Мефодий, знавший веселый нрав своей бабы и сам готовый в любую минуту подхватить шутку, сейчас с опаской поглядывал на Марфу: не выкинула б чего лишнего — не к месту; люди ведь по серьезному делу собрались…
Наконец, явились Василий и приезжий молодой осетин в городском пальто касторового сукна, в студенческой фуражке, с вязаным шерстяным шарфом вокруг шеи. Незнакомец раздевался у порога, отдавая одежду Марфе, и казаки успели заметить, как он конфузится оттого, что талый снег, падая с воротника, расплывается лужей под сапогами. И каждому вдруг понравилось это уважение к уюту чужого дома, каждому подумалось, что гость, должно быть, неплохой человек, хотя настороженная предубежденность к осетину и держала пока всех в узде холодноватой неловкости.
Василий провел гостя на самое почетное место за столом — под образа. Марфа, думая угодить всей компании, разогналась было к гостю с угощеньем, но Василий грубовато придержал ее за руку:
— Ты погоди, не пичкай всех своим зельем, на него не все падки… А товарищ Цаголов, сколько мне известно, совсем непьющий…
Гость взглянул на Савицкого быстрым благодарным взглядом, наклонил перед Марфой блестящую, словно напомаженную голову:
— Не обессудь, добрая хозяйка… Василий Григорьевич прав: душа у меня не принимает спиртного.
— Стало быть, не знал ничего горького — ни тюрьмы, ни солдатчины, — неодобрительно произнес Семен Сакидзе.
В комнате наступила нехорошая тягучая тишина, все ждали, что Цаголов обидится, но тот только развел руками, слегка прищурил заблестевшие под стеклами пенсне глаза. Так он щурился, когда загорался задором в предчувствии нелегкого спора; Василий успел узнать эту цаголовскую манеру за несколько встреч с ним.

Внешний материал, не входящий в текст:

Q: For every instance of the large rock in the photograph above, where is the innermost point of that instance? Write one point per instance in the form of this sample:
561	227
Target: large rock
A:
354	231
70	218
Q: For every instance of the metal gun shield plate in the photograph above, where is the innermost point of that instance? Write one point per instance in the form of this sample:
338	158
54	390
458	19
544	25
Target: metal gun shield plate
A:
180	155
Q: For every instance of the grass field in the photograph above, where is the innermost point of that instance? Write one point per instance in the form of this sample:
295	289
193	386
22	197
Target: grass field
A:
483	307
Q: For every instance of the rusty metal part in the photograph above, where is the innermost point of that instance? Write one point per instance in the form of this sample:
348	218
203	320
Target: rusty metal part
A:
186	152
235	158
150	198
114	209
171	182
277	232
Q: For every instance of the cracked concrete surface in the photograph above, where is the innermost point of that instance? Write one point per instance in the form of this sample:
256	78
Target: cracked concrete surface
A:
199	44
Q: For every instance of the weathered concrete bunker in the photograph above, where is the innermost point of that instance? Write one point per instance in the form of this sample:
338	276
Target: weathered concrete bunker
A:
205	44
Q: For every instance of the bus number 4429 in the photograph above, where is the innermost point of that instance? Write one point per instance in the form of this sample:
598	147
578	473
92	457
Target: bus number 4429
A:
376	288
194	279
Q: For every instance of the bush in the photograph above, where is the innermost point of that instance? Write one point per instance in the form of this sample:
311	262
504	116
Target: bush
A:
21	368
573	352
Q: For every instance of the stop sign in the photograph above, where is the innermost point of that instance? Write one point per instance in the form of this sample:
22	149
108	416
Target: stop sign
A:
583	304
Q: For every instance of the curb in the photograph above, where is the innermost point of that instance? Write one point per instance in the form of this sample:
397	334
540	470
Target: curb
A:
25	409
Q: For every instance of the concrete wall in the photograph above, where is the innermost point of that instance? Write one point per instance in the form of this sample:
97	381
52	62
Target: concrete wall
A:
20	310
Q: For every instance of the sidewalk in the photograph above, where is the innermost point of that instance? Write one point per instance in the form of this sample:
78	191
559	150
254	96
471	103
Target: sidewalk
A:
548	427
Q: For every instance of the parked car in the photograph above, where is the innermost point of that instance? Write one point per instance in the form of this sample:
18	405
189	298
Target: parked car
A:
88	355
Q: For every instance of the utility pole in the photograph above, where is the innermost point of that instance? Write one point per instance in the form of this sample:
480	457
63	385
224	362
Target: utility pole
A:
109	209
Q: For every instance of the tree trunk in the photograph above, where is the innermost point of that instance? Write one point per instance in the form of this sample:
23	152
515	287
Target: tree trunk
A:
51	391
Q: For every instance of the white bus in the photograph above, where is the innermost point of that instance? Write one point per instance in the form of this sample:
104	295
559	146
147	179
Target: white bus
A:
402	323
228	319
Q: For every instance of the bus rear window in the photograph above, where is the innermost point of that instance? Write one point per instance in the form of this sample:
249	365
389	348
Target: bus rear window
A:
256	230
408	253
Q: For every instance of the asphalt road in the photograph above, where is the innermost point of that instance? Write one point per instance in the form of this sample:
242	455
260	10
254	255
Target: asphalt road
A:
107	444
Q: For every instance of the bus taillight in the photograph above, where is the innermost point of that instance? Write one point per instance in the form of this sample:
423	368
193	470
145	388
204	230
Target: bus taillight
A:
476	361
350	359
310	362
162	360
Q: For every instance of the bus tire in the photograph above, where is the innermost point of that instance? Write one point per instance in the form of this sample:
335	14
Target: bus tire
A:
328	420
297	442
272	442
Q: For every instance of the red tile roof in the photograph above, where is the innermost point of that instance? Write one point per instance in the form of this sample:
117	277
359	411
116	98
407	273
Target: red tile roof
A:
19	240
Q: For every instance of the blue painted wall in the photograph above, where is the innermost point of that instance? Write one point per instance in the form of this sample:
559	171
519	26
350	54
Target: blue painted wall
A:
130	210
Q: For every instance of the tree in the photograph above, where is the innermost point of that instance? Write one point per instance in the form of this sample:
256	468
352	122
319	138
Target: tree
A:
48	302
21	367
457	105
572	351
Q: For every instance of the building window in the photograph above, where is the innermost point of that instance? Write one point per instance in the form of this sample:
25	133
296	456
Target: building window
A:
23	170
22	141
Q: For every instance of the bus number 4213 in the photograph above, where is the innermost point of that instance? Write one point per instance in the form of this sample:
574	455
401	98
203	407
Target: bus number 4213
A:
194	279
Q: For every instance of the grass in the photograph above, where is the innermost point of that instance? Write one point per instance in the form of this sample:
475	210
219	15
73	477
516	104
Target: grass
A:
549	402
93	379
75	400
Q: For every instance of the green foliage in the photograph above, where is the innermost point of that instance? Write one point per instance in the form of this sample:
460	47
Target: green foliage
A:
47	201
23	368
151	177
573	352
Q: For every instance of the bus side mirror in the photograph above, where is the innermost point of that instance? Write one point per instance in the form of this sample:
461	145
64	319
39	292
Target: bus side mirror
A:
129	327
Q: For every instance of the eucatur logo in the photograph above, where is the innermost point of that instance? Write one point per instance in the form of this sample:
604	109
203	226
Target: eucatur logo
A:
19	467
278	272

— Ни в тюрьме, ни в солдатах, пока не был, что правда, то правда, — с лукавой улыбкой сказал Цаголов, поражая казаков своим чистейшим русским выговором. — Не успел. А однажды, в Москве, учась, был кандидатом и в Сибирь, и в солдатчину…
— Э-э, так ты, наверное, христиановского, бывшего батюшки Александра сын! — всплеснул руками Данила Никлят.
— Его самого… Отец нынче с младшими моими братьями в селенье из Пятигорска вернулся.
— Вот так так, — торжествующе оглянулся Данила, на товарищей. — Встренулись, значит!.. Я ж у твоего батюшки в доме завсегда бывал, куначили, как же… Обчественный он человек был — народу у него завсегда, что на постоялом двору… Ты еще под стол тогда бегал… Еркой тебя звать?..
— Почти что: Георгием…
— Ну да, ты!.. А вот Хведор, племяш мой, — твой сверстник. На мясоед как-то был у вас, завез его, так вы еще с ним в цалганане[4] початку пекли, морды в саже испакостили… Не помнишь?.. Гляди, вот он — Хведор-то…
Федор Нищерет, конфузливый, не служивший еще казачок, затянутый в легейдовский дом дядей, покраснев до ушей, смотрел на Цаголова. Тот, улыбаясь, протянул через стол руку, слегка притронулся к его плечу. И, совсем засмущавшись, Федор некстати фыркнул в кулак, завертелся на лавке. Данила, вдохновляясь, повернулся к казакам, поймал за полу чекменя Мефода.
— А как его батюшка в девятьсот пятом бунт учинил… Ей-ей!.. Даром, что осетин, а так против церкви да против баделятов говорил, что держись тольки… За это его потом по шапке из должности, ряску ободрали да в Кизлярский монастырь удалили. Потом он, слышно было, в Азии еще бунт поднимал. В цепях, говорили, его по Каспию везли…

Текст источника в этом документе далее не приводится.